After the screening the audience had a chance to respond. One youth pastor commented that she couldn't really see herself bringing her youth group to this movie "because the Bible was barely even opened." This comment, to me, is an unfortunate representation of one aspect of what might be wrong with youth ministry and Christianity in general, as it is practiced in so many churches. Guiding and encouraging our youth to living faithfully in the way of Christ is not about shielding them from the world. Nor is it by any means about suggesting that the ways of Christ can only be gleaned from an open Bible or that people of faith have nothing to learn from seemingly non-Christian environments. Rather, I imagine faithful guidance is about helping youth and young adults learn to discern God's movement in all spaces and contexts in the world, and helping them navigate and think critically and with humility about the various self-defining stories that are and will continue to made available to them outside of the Sunday school classroom. God speaks through and BEYOND the Bible, and this is one reason why the arts in their many forms are so important to our spiritual formation. If anything, the movie could be an excellent way to get growing Christians and maybe even people of other faiths or no faith to think about certain issues or experiences around faith formation. Here's my list of 10 discussion starters that could come out of watching this movie.

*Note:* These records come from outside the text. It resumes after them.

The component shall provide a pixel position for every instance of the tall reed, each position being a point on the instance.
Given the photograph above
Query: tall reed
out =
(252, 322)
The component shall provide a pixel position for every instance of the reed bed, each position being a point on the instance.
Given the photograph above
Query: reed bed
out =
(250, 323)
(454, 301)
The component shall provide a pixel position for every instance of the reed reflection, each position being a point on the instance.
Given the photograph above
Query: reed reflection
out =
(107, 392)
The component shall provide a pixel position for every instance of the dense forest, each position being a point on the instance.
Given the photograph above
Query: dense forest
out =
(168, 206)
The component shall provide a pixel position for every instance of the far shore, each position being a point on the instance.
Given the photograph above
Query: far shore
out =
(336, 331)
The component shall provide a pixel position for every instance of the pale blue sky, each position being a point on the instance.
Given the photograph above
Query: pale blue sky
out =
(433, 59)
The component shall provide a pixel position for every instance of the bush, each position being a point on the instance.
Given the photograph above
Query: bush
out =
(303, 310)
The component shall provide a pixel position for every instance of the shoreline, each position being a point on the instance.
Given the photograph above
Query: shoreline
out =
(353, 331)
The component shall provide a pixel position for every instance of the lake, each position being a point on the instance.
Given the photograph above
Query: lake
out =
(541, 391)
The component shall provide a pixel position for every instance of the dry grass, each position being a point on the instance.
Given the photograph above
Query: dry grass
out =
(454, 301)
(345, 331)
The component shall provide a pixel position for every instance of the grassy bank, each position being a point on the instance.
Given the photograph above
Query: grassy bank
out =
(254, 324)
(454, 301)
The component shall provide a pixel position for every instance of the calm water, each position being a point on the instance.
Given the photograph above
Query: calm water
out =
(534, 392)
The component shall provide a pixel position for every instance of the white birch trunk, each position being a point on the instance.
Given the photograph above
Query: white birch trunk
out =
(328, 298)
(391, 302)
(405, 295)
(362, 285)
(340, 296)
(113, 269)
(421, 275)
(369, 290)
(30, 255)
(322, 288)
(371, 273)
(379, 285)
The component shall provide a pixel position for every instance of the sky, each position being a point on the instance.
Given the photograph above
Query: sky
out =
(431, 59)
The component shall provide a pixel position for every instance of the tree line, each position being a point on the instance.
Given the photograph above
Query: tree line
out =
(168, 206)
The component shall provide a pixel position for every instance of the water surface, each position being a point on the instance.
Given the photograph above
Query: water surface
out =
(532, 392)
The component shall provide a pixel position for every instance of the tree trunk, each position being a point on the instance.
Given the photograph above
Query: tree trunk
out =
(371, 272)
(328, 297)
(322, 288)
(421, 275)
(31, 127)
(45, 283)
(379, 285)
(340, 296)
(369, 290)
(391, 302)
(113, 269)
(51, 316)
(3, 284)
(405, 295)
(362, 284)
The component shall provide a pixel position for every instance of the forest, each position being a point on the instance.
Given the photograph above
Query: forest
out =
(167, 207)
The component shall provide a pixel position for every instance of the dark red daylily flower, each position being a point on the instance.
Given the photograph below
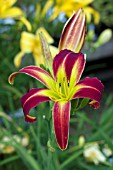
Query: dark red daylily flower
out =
(62, 87)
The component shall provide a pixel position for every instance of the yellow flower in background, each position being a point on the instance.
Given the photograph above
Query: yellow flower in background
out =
(72, 5)
(30, 43)
(8, 11)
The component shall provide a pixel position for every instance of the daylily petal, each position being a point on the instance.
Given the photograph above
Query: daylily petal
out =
(31, 100)
(90, 11)
(18, 59)
(73, 35)
(37, 73)
(75, 63)
(47, 5)
(61, 118)
(91, 88)
(68, 64)
(59, 64)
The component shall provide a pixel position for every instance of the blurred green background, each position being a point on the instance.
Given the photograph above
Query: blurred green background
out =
(27, 146)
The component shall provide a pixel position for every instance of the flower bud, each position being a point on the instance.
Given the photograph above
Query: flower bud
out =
(74, 31)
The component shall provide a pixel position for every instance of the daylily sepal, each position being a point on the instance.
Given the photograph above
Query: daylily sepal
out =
(74, 31)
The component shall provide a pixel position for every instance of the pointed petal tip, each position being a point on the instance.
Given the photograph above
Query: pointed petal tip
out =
(94, 104)
(30, 119)
(12, 77)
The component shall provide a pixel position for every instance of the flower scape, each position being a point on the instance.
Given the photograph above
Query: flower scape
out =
(62, 82)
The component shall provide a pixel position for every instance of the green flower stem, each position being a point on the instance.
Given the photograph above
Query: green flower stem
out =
(51, 138)
(71, 158)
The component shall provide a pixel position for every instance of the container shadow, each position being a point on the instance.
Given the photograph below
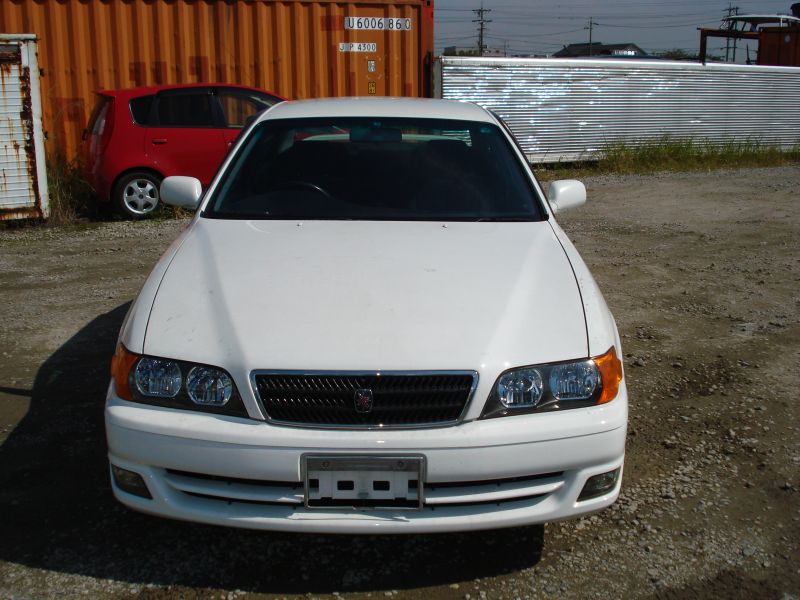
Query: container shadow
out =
(59, 514)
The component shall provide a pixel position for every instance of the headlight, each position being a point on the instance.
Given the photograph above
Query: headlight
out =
(174, 384)
(556, 386)
(157, 378)
(209, 387)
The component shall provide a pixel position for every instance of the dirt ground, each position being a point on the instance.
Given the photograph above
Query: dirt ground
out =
(702, 272)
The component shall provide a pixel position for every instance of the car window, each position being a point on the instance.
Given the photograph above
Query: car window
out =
(191, 109)
(376, 169)
(239, 107)
(140, 109)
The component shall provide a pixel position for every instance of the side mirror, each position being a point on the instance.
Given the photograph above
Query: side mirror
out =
(566, 193)
(184, 192)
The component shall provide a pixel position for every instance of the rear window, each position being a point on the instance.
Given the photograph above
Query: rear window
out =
(376, 169)
(185, 110)
(140, 109)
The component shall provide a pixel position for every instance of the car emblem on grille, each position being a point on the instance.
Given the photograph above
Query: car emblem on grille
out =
(363, 400)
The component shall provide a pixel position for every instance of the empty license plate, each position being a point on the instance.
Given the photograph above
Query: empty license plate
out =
(353, 482)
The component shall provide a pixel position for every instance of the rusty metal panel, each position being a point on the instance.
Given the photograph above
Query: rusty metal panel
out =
(779, 46)
(23, 181)
(294, 48)
(570, 109)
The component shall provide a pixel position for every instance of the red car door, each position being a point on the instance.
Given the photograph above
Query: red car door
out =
(187, 137)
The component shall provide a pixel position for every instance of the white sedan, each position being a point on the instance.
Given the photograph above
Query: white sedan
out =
(372, 324)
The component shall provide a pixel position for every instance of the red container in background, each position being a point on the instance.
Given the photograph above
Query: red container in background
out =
(295, 49)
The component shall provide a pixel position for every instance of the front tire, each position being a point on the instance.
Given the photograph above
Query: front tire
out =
(136, 195)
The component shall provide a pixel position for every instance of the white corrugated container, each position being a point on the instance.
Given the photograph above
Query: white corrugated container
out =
(23, 177)
(562, 109)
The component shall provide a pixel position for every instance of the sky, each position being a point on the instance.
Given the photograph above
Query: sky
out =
(539, 26)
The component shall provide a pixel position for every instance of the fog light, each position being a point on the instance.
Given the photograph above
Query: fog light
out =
(597, 485)
(130, 482)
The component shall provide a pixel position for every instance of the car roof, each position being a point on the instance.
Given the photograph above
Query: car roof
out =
(154, 89)
(425, 108)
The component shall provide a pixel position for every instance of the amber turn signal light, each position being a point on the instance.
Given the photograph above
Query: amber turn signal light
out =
(121, 365)
(610, 367)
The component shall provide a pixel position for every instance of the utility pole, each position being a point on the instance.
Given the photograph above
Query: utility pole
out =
(590, 27)
(732, 10)
(481, 21)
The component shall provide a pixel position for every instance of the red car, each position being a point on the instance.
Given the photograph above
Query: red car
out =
(136, 137)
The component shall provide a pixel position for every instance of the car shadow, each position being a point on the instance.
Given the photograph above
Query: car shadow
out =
(58, 512)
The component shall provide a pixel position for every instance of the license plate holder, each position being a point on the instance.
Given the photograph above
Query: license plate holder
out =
(363, 482)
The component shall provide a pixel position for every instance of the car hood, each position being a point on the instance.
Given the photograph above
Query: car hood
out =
(362, 295)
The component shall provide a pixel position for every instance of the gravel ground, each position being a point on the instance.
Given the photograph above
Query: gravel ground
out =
(701, 272)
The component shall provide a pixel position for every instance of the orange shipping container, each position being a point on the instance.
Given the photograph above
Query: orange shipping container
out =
(293, 48)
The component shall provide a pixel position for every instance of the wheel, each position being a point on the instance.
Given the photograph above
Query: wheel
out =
(136, 194)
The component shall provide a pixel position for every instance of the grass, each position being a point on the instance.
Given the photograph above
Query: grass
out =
(673, 154)
(71, 197)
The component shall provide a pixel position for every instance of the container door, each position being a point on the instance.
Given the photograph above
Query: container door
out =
(23, 183)
(187, 137)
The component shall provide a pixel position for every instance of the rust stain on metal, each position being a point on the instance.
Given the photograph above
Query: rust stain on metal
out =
(26, 117)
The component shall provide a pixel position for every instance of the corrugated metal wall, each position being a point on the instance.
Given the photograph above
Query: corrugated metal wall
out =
(569, 109)
(293, 48)
(23, 179)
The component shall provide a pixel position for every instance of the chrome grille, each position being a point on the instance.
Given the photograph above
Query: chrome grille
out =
(397, 399)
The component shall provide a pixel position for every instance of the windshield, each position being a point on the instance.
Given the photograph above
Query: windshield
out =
(376, 169)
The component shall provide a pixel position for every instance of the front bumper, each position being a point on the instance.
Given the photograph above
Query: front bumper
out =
(502, 472)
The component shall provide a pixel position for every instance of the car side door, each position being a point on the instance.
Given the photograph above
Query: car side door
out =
(186, 134)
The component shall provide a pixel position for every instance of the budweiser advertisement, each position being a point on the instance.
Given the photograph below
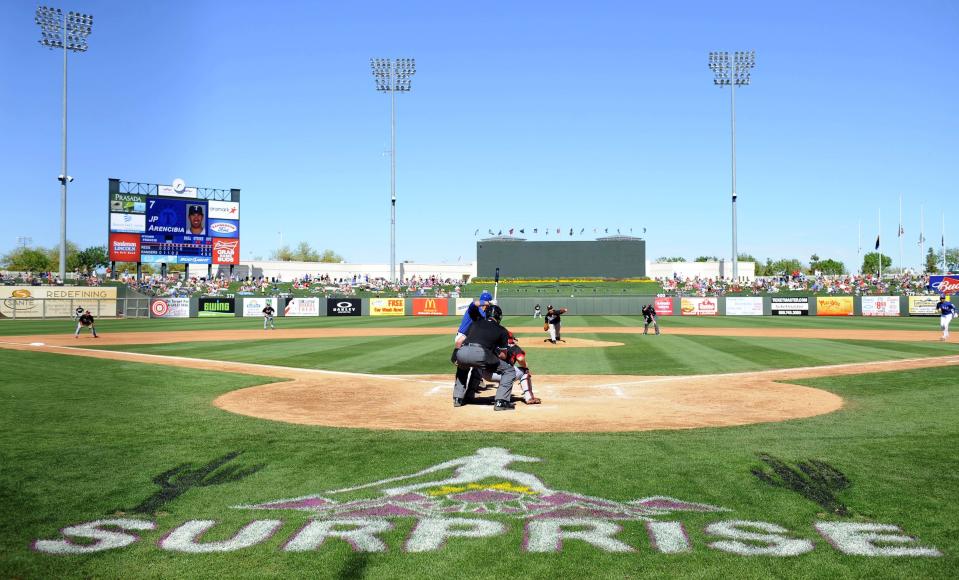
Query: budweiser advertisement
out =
(124, 247)
(948, 284)
(226, 251)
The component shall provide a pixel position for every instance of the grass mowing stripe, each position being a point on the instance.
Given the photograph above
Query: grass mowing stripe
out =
(84, 437)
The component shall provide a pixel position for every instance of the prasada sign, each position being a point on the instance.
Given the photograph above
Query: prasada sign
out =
(463, 503)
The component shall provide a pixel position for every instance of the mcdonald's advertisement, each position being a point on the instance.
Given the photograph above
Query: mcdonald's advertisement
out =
(431, 307)
(834, 306)
(387, 306)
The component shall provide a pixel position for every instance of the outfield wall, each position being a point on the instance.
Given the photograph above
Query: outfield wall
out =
(248, 306)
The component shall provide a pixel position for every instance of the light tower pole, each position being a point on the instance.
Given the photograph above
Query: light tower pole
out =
(69, 33)
(732, 73)
(393, 77)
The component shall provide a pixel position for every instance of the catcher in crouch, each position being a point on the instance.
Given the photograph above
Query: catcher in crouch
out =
(516, 356)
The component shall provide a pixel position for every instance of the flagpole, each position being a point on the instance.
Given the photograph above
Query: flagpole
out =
(922, 240)
(900, 235)
(879, 244)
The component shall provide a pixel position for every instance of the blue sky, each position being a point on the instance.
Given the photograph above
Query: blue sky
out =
(522, 114)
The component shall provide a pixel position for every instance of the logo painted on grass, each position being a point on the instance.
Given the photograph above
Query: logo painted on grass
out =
(458, 499)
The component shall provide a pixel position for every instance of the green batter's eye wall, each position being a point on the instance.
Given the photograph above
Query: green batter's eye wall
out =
(616, 257)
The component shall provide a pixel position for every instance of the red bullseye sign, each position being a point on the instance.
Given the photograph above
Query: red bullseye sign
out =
(159, 308)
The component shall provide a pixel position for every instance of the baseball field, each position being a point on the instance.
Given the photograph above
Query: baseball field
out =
(734, 446)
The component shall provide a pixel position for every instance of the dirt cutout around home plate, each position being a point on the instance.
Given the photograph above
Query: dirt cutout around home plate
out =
(586, 403)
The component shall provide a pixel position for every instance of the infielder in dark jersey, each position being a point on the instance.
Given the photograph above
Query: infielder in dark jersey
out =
(268, 313)
(553, 323)
(85, 321)
(649, 317)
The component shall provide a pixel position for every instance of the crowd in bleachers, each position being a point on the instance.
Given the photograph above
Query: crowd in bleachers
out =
(858, 284)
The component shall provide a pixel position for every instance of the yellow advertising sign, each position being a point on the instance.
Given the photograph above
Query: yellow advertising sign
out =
(834, 306)
(387, 307)
(56, 301)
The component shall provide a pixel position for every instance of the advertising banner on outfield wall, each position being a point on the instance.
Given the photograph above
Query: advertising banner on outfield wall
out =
(462, 305)
(254, 306)
(430, 307)
(694, 306)
(216, 306)
(226, 251)
(387, 306)
(302, 307)
(170, 308)
(798, 306)
(880, 306)
(343, 306)
(923, 305)
(744, 306)
(948, 284)
(663, 306)
(56, 301)
(834, 306)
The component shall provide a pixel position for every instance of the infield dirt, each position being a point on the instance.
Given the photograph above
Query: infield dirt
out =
(584, 403)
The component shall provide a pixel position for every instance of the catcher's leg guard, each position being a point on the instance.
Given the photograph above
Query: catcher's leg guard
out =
(526, 385)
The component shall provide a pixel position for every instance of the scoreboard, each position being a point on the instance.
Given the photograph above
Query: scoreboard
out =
(173, 227)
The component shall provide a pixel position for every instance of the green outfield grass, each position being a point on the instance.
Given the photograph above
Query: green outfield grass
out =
(83, 438)
(639, 355)
(26, 327)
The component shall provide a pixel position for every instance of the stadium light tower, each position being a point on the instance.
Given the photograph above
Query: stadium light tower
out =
(393, 77)
(732, 73)
(69, 33)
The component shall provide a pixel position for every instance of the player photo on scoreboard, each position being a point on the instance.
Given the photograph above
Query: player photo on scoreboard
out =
(196, 220)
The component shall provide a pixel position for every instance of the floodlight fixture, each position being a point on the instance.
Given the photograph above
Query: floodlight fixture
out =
(732, 72)
(67, 32)
(393, 77)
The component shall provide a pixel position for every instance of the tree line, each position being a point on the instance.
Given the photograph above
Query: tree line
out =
(40, 259)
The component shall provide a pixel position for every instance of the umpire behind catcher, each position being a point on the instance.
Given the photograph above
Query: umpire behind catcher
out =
(485, 350)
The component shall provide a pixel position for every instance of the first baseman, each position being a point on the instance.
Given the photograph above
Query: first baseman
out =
(947, 313)
(268, 313)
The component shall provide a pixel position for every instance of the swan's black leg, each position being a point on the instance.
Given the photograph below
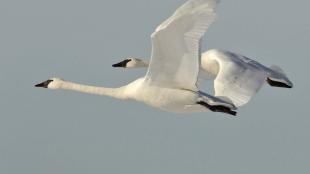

  1. What could it mean to openly explore deeply held religious views while allowing room for questions and doubt and trusting that God is present even there?
  2. How do we witness to the grace and mercy of God by openly owning our own failings and need of God's grace?
  3. What could it look like to approach people with respect and compassion even if we don't agree with their lifestyle or their beliefs?
  4. How can we practice hospitality and humility as we remember that everyone we meet has a story of which we've barely heard the surface?
  5. What role does friendship play in challenging our faith, calling us to self-honesty, inviting us to explore more aspects of who God has created us to be?
  6. How do we fail one another in friendship and what can we learn about spiritual development and growing relationship with God from these experiences?
  7. What role does confession play in our lives as people of faith?
  8. What do our family histories reveal to us about our understanding of faith and our expectations of God and other people?
  9. How has the church/your faith tradition failed you?
  10. How have you failed the church/your faith tradition?
I can't share everything about the movie. Some things you have to see for yourself. So go check it out in theaters on April 13.